Operasi ini melibatkan unsur gabungan TNI AL, termasuk KRI Karotang-872 dari jajaran Kodaeral XII yang melaksanakan patroli dan penyekatan di wilayah perairan strategis.
Keberhasilan tersebut berawal dari informasi intelijen yang kemudian ditindaklanjuti secara cepat melalui operasi pengawasan dan penindakan terukur di lapangan.
Dalam pelaksanaannya, KRI Karotang-872 melakukan manuver penyekatan untuk mempersempit ruang gerak pelaku. Tim gabungan akhirnya berhasil mengamankan barang bukti yang disembunyikan di area pesisir, meskipun para pelaku berhasil melarikan diri akibat kendala teknis pada sarana yang digunakan.

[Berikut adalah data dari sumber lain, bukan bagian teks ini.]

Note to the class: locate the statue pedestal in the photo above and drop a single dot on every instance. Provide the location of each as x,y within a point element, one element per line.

Dari hasil awal, terungkap adanya indikasi modus operandi baru, yakni pengangkutan langsung hasil tambang dari laut tanpa melalui prosedur resmi. Praktik ini berpotensi merugikan negara, terutama dari sisi penerimaan dan pengelolaan sumber daya alam strategis.
Seluruh barang bukti kini telah diamankan untuk kepentingan penyelidikan lebih lanjut guna mengungkap jaringan yang terlibat dalam aktivitas ilegal tersebut.
Keberhasilan ini menegaskan peran strategis TNI AL dalam menjaga keamanan laut, melindungi sumber daya alam, serta mencegah berbagai bentuk kejahatan maritim yang dapat mengganggu stabilitas ekonomi nasional.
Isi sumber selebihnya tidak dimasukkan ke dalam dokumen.